Ma esiste una causa per questa deriva dell’infanzia britannica? Se l’è chiesto –ma soprattutto l’ha chiesto ai bambini inglesi- The National Trust, una charity inglese attiva nella salvaguardia dei luoghi storici e di interesse culturale, scoprendo che in realtà i desideri dei bambini –scalata degli alberi in primis- sono rimasti gli stessi. A cambiare sono stati i genitori che, per eccessivo senso di protezione, limitano la libertà di gioco dei propri pargoli relegandoli, di fatto, in casa.
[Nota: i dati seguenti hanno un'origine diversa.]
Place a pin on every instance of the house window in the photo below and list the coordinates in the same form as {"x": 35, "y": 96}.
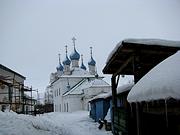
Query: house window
{"x": 59, "y": 91}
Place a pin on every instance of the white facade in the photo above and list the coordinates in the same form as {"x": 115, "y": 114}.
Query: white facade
{"x": 73, "y": 86}
{"x": 9, "y": 76}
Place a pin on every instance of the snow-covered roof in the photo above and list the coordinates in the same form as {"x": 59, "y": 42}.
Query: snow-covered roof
{"x": 78, "y": 72}
{"x": 158, "y": 42}
{"x": 162, "y": 82}
{"x": 100, "y": 96}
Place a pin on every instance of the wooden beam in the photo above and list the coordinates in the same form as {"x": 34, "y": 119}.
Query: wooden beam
{"x": 123, "y": 66}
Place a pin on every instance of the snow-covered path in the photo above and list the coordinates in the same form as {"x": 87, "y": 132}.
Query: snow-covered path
{"x": 77, "y": 123}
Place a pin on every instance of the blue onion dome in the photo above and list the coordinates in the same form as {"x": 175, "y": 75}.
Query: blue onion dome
{"x": 66, "y": 61}
{"x": 60, "y": 67}
{"x": 92, "y": 62}
{"x": 75, "y": 55}
{"x": 83, "y": 66}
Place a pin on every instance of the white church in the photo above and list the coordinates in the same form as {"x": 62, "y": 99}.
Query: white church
{"x": 73, "y": 86}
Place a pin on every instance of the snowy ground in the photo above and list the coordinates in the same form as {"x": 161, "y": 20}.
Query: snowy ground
{"x": 77, "y": 123}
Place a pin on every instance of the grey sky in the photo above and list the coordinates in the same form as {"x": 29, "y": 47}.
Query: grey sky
{"x": 33, "y": 32}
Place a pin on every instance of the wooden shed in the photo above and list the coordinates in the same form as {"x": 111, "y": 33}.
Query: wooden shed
{"x": 135, "y": 57}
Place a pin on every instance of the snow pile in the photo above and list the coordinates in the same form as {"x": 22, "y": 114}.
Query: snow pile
{"x": 159, "y": 42}
{"x": 77, "y": 123}
{"x": 162, "y": 82}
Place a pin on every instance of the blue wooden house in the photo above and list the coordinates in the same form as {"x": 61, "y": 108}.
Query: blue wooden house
{"x": 99, "y": 107}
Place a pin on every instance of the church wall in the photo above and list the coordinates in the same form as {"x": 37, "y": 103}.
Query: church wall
{"x": 91, "y": 92}
{"x": 73, "y": 102}
{"x": 59, "y": 88}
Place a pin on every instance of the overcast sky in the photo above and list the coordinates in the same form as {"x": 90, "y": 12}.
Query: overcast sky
{"x": 33, "y": 32}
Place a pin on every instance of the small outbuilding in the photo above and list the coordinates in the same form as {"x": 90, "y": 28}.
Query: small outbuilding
{"x": 158, "y": 93}
{"x": 135, "y": 57}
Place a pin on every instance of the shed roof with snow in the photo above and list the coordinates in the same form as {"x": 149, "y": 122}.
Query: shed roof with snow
{"x": 150, "y": 51}
{"x": 162, "y": 82}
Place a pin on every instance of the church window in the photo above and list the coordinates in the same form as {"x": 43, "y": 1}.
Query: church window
{"x": 67, "y": 107}
{"x": 59, "y": 91}
{"x": 64, "y": 107}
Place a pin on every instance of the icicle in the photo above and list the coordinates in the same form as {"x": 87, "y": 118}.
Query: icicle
{"x": 131, "y": 110}
{"x": 166, "y": 113}
{"x": 147, "y": 106}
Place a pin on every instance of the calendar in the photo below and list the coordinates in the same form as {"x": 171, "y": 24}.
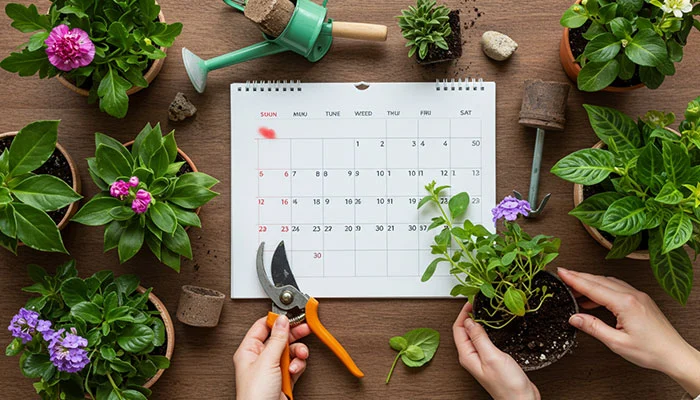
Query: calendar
{"x": 336, "y": 171}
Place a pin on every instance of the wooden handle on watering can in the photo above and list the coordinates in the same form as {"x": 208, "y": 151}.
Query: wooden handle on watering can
{"x": 284, "y": 361}
{"x": 359, "y": 31}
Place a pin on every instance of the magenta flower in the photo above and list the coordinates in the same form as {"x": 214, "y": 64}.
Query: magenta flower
{"x": 69, "y": 49}
{"x": 119, "y": 189}
{"x": 141, "y": 202}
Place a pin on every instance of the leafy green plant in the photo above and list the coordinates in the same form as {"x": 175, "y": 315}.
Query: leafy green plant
{"x": 631, "y": 37}
{"x": 144, "y": 197}
{"x": 648, "y": 183}
{"x": 415, "y": 348}
{"x": 115, "y": 336}
{"x": 124, "y": 36}
{"x": 425, "y": 25}
{"x": 499, "y": 266}
{"x": 25, "y": 197}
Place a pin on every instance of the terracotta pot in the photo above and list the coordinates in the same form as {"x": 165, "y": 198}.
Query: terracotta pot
{"x": 73, "y": 207}
{"x": 150, "y": 74}
{"x": 595, "y": 233}
{"x": 572, "y": 68}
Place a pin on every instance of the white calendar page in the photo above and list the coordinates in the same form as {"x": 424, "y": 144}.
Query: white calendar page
{"x": 337, "y": 172}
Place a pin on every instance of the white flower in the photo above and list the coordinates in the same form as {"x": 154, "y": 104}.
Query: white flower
{"x": 677, "y": 7}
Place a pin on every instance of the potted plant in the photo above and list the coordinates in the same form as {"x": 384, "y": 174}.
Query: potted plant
{"x": 149, "y": 194}
{"x": 39, "y": 185}
{"x": 96, "y": 338}
{"x": 524, "y": 309}
{"x": 640, "y": 188}
{"x": 432, "y": 32}
{"x": 623, "y": 45}
{"x": 105, "y": 51}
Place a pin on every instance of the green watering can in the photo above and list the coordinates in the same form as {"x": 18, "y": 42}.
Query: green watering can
{"x": 307, "y": 33}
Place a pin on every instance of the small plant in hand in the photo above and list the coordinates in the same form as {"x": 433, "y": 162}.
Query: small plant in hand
{"x": 629, "y": 40}
{"x": 26, "y": 196}
{"x": 647, "y": 189}
{"x": 500, "y": 267}
{"x": 415, "y": 348}
{"x": 428, "y": 29}
{"x": 144, "y": 196}
{"x": 105, "y": 47}
{"x": 94, "y": 337}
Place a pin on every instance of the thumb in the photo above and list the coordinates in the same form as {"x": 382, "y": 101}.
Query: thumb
{"x": 278, "y": 340}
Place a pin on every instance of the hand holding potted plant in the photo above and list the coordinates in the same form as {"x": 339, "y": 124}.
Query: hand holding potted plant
{"x": 640, "y": 187}
{"x": 525, "y": 309}
{"x": 618, "y": 45}
{"x": 38, "y": 188}
{"x": 432, "y": 32}
{"x": 96, "y": 338}
{"x": 147, "y": 196}
{"x": 104, "y": 50}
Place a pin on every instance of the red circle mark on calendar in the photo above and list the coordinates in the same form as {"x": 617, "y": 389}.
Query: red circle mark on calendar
{"x": 267, "y": 133}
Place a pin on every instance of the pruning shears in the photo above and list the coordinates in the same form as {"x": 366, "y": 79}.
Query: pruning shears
{"x": 288, "y": 300}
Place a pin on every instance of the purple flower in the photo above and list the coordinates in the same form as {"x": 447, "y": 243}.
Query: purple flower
{"x": 24, "y": 324}
{"x": 510, "y": 208}
{"x": 141, "y": 202}
{"x": 69, "y": 49}
{"x": 67, "y": 350}
{"x": 119, "y": 189}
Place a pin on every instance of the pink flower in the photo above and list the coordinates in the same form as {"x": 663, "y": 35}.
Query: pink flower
{"x": 119, "y": 189}
{"x": 69, "y": 49}
{"x": 141, "y": 202}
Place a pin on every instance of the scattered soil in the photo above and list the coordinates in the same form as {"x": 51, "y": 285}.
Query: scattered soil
{"x": 57, "y": 166}
{"x": 436, "y": 54}
{"x": 540, "y": 338}
{"x": 578, "y": 44}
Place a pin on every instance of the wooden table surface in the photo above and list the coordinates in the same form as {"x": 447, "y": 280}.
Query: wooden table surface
{"x": 202, "y": 366}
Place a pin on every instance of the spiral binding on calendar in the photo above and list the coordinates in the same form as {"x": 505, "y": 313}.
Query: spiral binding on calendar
{"x": 467, "y": 84}
{"x": 271, "y": 86}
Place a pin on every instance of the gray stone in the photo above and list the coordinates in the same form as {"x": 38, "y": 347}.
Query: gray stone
{"x": 181, "y": 108}
{"x": 497, "y": 45}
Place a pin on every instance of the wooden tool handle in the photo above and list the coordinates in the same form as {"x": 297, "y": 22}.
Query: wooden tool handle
{"x": 284, "y": 361}
{"x": 354, "y": 30}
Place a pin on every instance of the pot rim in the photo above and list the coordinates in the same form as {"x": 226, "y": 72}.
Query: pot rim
{"x": 150, "y": 74}
{"x": 77, "y": 186}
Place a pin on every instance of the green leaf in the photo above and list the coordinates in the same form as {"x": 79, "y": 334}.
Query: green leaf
{"x": 135, "y": 338}
{"x": 586, "y": 167}
{"x": 609, "y": 123}
{"x": 45, "y": 192}
{"x": 625, "y": 216}
{"x": 673, "y": 270}
{"x": 131, "y": 241}
{"x": 678, "y": 232}
{"x": 647, "y": 48}
{"x": 513, "y": 299}
{"x": 87, "y": 311}
{"x": 112, "y": 93}
{"x": 603, "y": 47}
{"x": 37, "y": 230}
{"x": 96, "y": 212}
{"x": 595, "y": 76}
{"x": 32, "y": 146}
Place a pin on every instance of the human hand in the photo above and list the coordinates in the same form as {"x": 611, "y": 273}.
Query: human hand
{"x": 257, "y": 360}
{"x": 642, "y": 335}
{"x": 495, "y": 370}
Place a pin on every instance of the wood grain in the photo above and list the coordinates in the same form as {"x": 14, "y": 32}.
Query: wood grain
{"x": 202, "y": 367}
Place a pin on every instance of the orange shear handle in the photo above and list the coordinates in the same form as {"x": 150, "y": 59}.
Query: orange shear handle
{"x": 284, "y": 361}
{"x": 322, "y": 333}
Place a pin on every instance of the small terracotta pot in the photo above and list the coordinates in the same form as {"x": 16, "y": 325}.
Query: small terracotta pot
{"x": 73, "y": 207}
{"x": 150, "y": 74}
{"x": 595, "y": 233}
{"x": 572, "y": 68}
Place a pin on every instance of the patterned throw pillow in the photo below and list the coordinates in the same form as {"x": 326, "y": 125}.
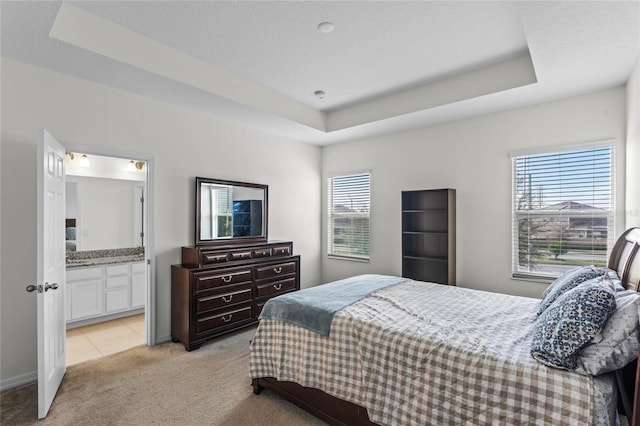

E allora come fare per invertire la rotta?
The National Trust ci ha provato con la campagna 50 Things To Do Before You’re 11¾.
Punto di partenza dell’iniziativa, come suggerisce il nome stesso, una lista di cose da fare (50) prima del compimento degli 11 anni e ¾, en plein air, e ovviamente in tutta sicurezza in modo da “disinnescare” anche il genitore più apprensivo.
L’iniziativa è stata lanciata il 24 aprile, con la diffusione, in allegato con The Guardian, di un quaderno dove raccogliere le memorie delle proprie esperienze di gioco. La “to do list” è stata invece veicolata attraverso un video postato sul sito web della campagna e su You Tube. Parallelamente, è stato istituito il Trust’s Free Weekend durante il quale, speciali coach dell’outdoor – gli Elite Rangers- hanno aiutato i bambini a imparare a giocare all’aperto. Infine, per stimolare i ragazzi a sperimentare questi giochi “vintage”, sempre all’interno del sito 50things.org, è stata aperta una competizione con un unico obiettivo: spuntare l’elenco delle 50 cose da fare prima del compimento dei fatidici 11 anni e ¾ -e ricevere medaglie e premi speciali-.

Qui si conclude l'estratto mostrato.